I think that after he was wowed by John the Baptist's preaching and accepted baptism ("Why do you call me good?") Jesus hears God's call to mission and goes out into the desert to reflect on it. I think he sees the danger in John's message : it doesn't go far enough. It leaves too much room for self-righteousness. It doesn't go to the root of the human condition. It imagines that if more people behaved a bit better — especially the world's rulers — the Kingdom would come. And that isn't true. That's not how humans are. They mess it up, terribly, sometimes for the best of reasons. They can't help it.

So humans being humans, we need laws :

God knows that we need justice, without which no human city can stand. There must be rule by rules, or force will tear down every wall. Since blood will be shed no matter what, humans being humans, better that it should be shed to try to protect the weak from the strong, to guard the widow and the orphan and the traveller on the road, to settle quarrels without massacres. Innocence and guilt must be portioned out. Punishments must be assigned. Judgements must be made. Our nature requires it.
But God's nature doesn't. The law is needful for us, not for him. .... The law says that everyone should get what they deserve, but God already knows what we deserve with terrible precision, and he wants us to have more than that. ... He comes to us, right now, where we live in the grip of our necessities, to bring us the rest of his gift, to complete the work the law began.

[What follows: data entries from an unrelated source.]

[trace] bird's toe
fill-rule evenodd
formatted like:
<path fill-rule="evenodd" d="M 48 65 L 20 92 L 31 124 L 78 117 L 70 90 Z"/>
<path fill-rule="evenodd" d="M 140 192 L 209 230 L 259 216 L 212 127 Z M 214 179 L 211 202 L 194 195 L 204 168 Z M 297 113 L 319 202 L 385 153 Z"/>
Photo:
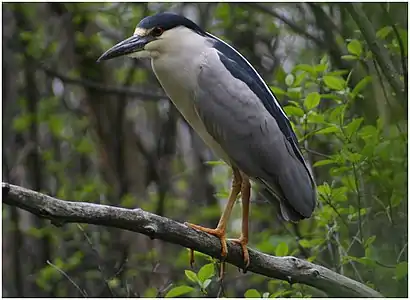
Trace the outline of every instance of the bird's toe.
<path fill-rule="evenodd" d="M 249 264 L 250 264 L 249 251 L 247 247 L 248 246 L 247 239 L 240 237 L 239 239 L 229 239 L 229 241 L 241 246 L 242 253 L 243 253 L 243 263 L 244 263 L 243 272 L 246 273 L 246 270 L 248 269 Z"/>

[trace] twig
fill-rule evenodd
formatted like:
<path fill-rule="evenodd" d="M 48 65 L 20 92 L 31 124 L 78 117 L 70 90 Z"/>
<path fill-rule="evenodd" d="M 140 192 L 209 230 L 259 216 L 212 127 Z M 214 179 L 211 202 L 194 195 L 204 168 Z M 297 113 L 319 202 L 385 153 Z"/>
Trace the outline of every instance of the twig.
<path fill-rule="evenodd" d="M 243 2 L 243 5 L 250 6 L 250 7 L 255 8 L 255 9 L 257 9 L 261 12 L 264 12 L 268 15 L 271 15 L 272 17 L 274 17 L 276 19 L 281 20 L 283 23 L 285 23 L 287 26 L 289 26 L 289 28 L 292 29 L 294 32 L 296 32 L 300 35 L 303 35 L 303 36 L 307 37 L 308 39 L 314 41 L 319 47 L 325 47 L 326 46 L 320 38 L 310 34 L 303 27 L 297 25 L 293 21 L 287 19 L 286 17 L 282 16 L 281 14 L 276 12 L 275 10 L 270 9 L 269 7 L 267 7 L 264 4 L 253 3 L 253 2 L 249 2 L 249 3 Z"/>
<path fill-rule="evenodd" d="M 381 72 L 380 72 L 380 70 L 379 70 L 379 67 L 377 66 L 377 64 L 376 64 L 376 62 L 375 62 L 374 59 L 372 59 L 372 62 L 373 62 L 374 70 L 376 71 L 377 77 L 379 78 L 379 81 L 380 81 L 380 86 L 381 86 L 382 91 L 383 91 L 384 99 L 386 100 L 386 103 L 387 103 L 387 105 L 389 106 L 390 110 L 393 110 L 393 105 L 392 105 L 392 103 L 390 103 L 389 97 L 388 97 L 388 95 L 387 95 L 386 87 L 384 86 L 383 77 L 382 77 L 382 74 L 381 74 Z M 373 83 L 373 84 L 374 84 L 374 83 Z M 399 103 L 400 103 L 400 101 L 399 101 Z M 400 105 L 401 105 L 401 103 L 400 103 Z M 404 143 L 407 143 L 406 137 L 405 137 L 405 135 L 403 134 L 403 131 L 401 130 L 400 124 L 399 124 L 398 122 L 394 122 L 394 123 L 395 123 L 395 125 L 396 125 L 397 130 L 400 132 L 400 137 L 401 137 L 402 141 L 403 141 Z"/>
<path fill-rule="evenodd" d="M 317 152 L 317 151 L 312 150 L 312 149 L 309 149 L 309 148 L 307 148 L 307 147 L 303 147 L 303 146 L 302 146 L 301 148 L 302 148 L 303 150 L 305 150 L 306 152 L 315 154 L 315 155 L 320 156 L 320 157 L 324 157 L 324 158 L 327 158 L 327 159 L 331 159 L 331 158 L 332 158 L 332 156 L 330 156 L 330 155 L 326 155 L 326 154 Z"/>
<path fill-rule="evenodd" d="M 403 70 L 403 77 L 404 77 L 404 93 L 405 95 L 407 95 L 407 91 L 408 91 L 408 72 L 407 72 L 407 64 L 406 64 L 406 54 L 404 51 L 404 45 L 403 45 L 403 40 L 400 37 L 399 34 L 399 30 L 397 29 L 396 24 L 393 22 L 392 18 L 390 17 L 390 13 L 387 11 L 386 7 L 384 7 L 383 3 L 380 3 L 380 6 L 383 10 L 383 12 L 386 14 L 387 20 L 389 21 L 393 32 L 397 38 L 397 42 L 399 43 L 399 47 L 400 47 L 400 61 L 401 61 L 401 67 Z"/>
<path fill-rule="evenodd" d="M 81 85 L 81 86 L 94 89 L 94 90 L 97 90 L 99 92 L 106 93 L 106 94 L 119 94 L 119 95 L 134 96 L 134 97 L 142 98 L 142 100 L 167 99 L 167 96 L 165 95 L 142 92 L 135 88 L 103 85 L 99 82 L 95 82 L 95 81 L 91 81 L 87 79 L 72 78 L 72 77 L 63 75 L 59 72 L 56 72 L 54 70 L 51 70 L 45 66 L 40 66 L 39 68 L 43 70 L 44 73 L 46 73 L 48 76 L 57 77 L 66 84 Z"/>
<path fill-rule="evenodd" d="M 321 3 L 323 4 L 323 3 Z M 336 26 L 336 24 L 333 22 L 334 20 L 332 20 L 332 17 L 329 16 L 324 10 L 323 7 L 321 6 L 321 4 L 316 4 L 314 2 L 308 2 L 307 5 L 310 6 L 310 8 L 312 10 L 315 10 L 316 13 L 318 14 L 317 16 L 319 18 L 322 18 L 324 22 L 327 23 L 328 25 L 328 29 L 330 29 L 330 31 L 332 32 L 336 32 L 337 34 L 342 35 L 340 28 L 338 28 Z M 318 18 L 317 18 L 318 19 Z M 323 28 L 324 29 L 324 28 Z"/>
<path fill-rule="evenodd" d="M 100 274 L 101 274 L 102 279 L 103 279 L 103 281 L 104 281 L 105 287 L 106 287 L 107 290 L 110 292 L 111 297 L 115 297 L 114 292 L 113 292 L 113 290 L 111 289 L 110 285 L 108 284 L 108 280 L 107 280 L 107 278 L 105 277 L 104 271 L 103 271 L 103 269 L 102 269 L 102 267 L 101 267 L 101 265 L 100 265 L 101 256 L 100 256 L 100 254 L 98 253 L 98 250 L 95 249 L 95 247 L 94 247 L 94 245 L 93 245 L 93 243 L 92 243 L 90 237 L 89 237 L 88 234 L 85 232 L 84 228 L 83 228 L 80 224 L 77 224 L 77 227 L 78 227 L 78 229 L 80 229 L 80 231 L 83 233 L 85 239 L 87 240 L 88 245 L 90 245 L 91 250 L 94 252 L 94 254 L 95 254 L 96 258 L 97 258 L 97 267 L 98 267 L 98 270 L 100 271 Z"/>
<path fill-rule="evenodd" d="M 58 272 L 60 272 L 65 278 L 67 278 L 74 286 L 75 288 L 81 293 L 81 295 L 84 298 L 88 298 L 87 292 L 85 290 L 82 290 L 77 283 L 74 282 L 74 280 L 71 279 L 70 276 L 68 276 L 68 274 L 66 272 L 64 272 L 63 270 L 61 270 L 59 267 L 57 267 L 56 265 L 52 264 L 49 260 L 47 260 L 47 264 L 49 264 L 50 266 L 52 266 L 54 269 L 56 269 Z"/>
<path fill-rule="evenodd" d="M 390 60 L 389 53 L 382 45 L 380 45 L 380 42 L 376 37 L 376 33 L 374 32 L 373 25 L 367 18 L 360 5 L 360 3 L 345 3 L 344 7 L 362 32 L 369 49 L 372 51 L 377 63 L 382 69 L 383 74 L 385 74 L 387 81 L 396 93 L 397 97 L 404 101 L 404 86 L 400 82 L 398 72 L 395 70 L 393 63 Z"/>
<path fill-rule="evenodd" d="M 108 205 L 59 200 L 16 185 L 2 183 L 3 203 L 59 223 L 88 223 L 139 232 L 221 258 L 219 239 L 184 224 L 143 211 Z M 243 266 L 241 247 L 228 242 L 226 262 Z M 276 257 L 249 249 L 248 271 L 303 283 L 337 297 L 382 297 L 380 293 L 325 267 L 292 256 Z"/>

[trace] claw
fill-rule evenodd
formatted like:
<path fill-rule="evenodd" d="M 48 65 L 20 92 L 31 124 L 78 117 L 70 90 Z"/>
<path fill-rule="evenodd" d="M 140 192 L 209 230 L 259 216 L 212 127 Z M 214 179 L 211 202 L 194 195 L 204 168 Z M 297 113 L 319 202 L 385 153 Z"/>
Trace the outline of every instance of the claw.
<path fill-rule="evenodd" d="M 241 246 L 244 262 L 243 272 L 246 273 L 246 270 L 248 269 L 250 263 L 247 239 L 240 237 L 239 239 L 229 239 L 229 241 Z"/>
<path fill-rule="evenodd" d="M 221 260 L 224 260 L 226 258 L 226 256 L 228 255 L 228 245 L 226 244 L 226 235 L 225 235 L 224 230 L 221 230 L 218 228 L 212 229 L 212 228 L 202 227 L 202 226 L 191 224 L 191 223 L 185 223 L 185 224 L 193 229 L 212 234 L 216 236 L 217 238 L 219 238 L 219 240 L 221 241 L 221 247 L 222 247 Z"/>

from 'Unapologetic' by Francis Spufford

Jesus represents the opposite of John the Baptist's call to 'come out from amongst them' and be a righteous sect in a dirty world. The greatest evil is self-righteousness, because it's such a travesty of the truth. If humans are righteous it's more by luck than design, and the chances are that our best attempts at righteousness will mess up eventually. The good things we do will get twisted and end up doing harm. That's just what humans do.

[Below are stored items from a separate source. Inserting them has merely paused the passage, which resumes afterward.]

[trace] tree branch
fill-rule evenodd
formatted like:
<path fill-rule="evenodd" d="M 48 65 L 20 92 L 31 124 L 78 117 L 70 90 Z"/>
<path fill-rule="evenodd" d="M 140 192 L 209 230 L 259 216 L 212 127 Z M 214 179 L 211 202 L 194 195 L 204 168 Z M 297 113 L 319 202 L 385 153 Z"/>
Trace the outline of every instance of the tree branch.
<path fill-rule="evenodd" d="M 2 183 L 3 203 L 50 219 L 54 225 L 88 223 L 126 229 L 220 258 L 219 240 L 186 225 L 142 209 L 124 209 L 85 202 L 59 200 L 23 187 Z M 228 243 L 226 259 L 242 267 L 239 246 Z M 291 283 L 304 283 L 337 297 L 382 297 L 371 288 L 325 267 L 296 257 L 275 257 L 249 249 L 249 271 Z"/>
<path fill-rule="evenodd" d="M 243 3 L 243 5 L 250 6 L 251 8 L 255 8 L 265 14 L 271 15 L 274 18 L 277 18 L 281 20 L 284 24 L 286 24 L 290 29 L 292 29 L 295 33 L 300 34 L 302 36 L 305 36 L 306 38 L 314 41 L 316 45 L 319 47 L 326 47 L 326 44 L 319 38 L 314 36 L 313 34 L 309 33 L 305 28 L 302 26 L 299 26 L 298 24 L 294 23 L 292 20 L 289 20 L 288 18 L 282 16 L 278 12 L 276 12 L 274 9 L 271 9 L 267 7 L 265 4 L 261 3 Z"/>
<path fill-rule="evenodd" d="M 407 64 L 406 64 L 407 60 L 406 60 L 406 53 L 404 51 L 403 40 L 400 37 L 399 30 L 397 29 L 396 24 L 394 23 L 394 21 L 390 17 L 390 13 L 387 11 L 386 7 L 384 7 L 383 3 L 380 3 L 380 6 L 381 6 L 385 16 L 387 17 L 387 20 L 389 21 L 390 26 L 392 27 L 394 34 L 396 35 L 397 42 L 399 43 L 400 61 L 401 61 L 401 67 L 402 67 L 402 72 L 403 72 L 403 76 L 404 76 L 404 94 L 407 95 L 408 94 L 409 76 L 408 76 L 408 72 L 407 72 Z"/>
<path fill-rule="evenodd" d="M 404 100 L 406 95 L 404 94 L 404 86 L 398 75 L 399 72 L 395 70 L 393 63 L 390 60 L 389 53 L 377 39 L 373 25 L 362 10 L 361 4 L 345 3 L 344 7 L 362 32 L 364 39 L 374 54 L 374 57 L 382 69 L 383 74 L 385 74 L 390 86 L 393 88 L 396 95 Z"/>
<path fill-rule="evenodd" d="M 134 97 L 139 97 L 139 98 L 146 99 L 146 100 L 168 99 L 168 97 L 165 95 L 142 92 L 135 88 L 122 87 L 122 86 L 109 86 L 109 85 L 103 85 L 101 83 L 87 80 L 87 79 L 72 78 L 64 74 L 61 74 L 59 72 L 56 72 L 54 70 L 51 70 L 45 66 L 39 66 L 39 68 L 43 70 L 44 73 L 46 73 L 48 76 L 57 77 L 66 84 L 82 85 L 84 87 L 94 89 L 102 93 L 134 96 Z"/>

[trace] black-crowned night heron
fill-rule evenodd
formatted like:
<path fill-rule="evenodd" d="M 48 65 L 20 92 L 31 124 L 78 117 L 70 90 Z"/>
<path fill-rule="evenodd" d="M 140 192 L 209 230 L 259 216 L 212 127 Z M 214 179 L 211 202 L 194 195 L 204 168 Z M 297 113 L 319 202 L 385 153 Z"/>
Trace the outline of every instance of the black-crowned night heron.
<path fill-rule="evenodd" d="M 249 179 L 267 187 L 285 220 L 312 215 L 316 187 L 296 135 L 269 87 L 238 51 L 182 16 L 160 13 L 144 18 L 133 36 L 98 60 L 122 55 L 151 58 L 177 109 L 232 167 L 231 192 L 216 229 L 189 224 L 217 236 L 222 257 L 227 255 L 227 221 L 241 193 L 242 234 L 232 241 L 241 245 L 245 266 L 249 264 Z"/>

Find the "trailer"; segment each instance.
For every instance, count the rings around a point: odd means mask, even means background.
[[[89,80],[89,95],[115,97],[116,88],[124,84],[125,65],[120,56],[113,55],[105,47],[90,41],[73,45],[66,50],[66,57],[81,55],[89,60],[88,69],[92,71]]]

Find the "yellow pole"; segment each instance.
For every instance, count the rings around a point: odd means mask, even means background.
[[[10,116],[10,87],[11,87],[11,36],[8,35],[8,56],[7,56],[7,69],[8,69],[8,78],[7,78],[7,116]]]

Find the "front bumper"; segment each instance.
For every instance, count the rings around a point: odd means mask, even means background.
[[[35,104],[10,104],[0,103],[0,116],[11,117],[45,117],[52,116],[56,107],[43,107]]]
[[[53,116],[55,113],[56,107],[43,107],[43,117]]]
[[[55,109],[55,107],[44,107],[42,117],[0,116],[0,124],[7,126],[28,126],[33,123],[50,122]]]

No, the Messiah's message is not John's message of 'come out from among the unrighteous, and stop breaking God's laws' but 'do the opposite — enter the world of 'sinners'. The messed-up world. Don't avoid the messer-uppers — get to know them. You're one of them. Love them (if you can) with God's love which is the only pure and infinite love. Remember, you are one of those humans. Maybe you've been luckier in the opportunities you've had and the choices you've made, that's all. There, but for the grace of God . . .'

As we will remember tomorrow night and Tuesday morning, that is exactly what God does in the Christmas story. Maybe one day the wheat and the chaff will be separated, but here we see God entering our human world to puncture the pride, vindicate the humility, shatter the boundaries between the classes, the religions and the nations. And not one of us can say we don't need the challenge, the forgiveness and the hope that he brings.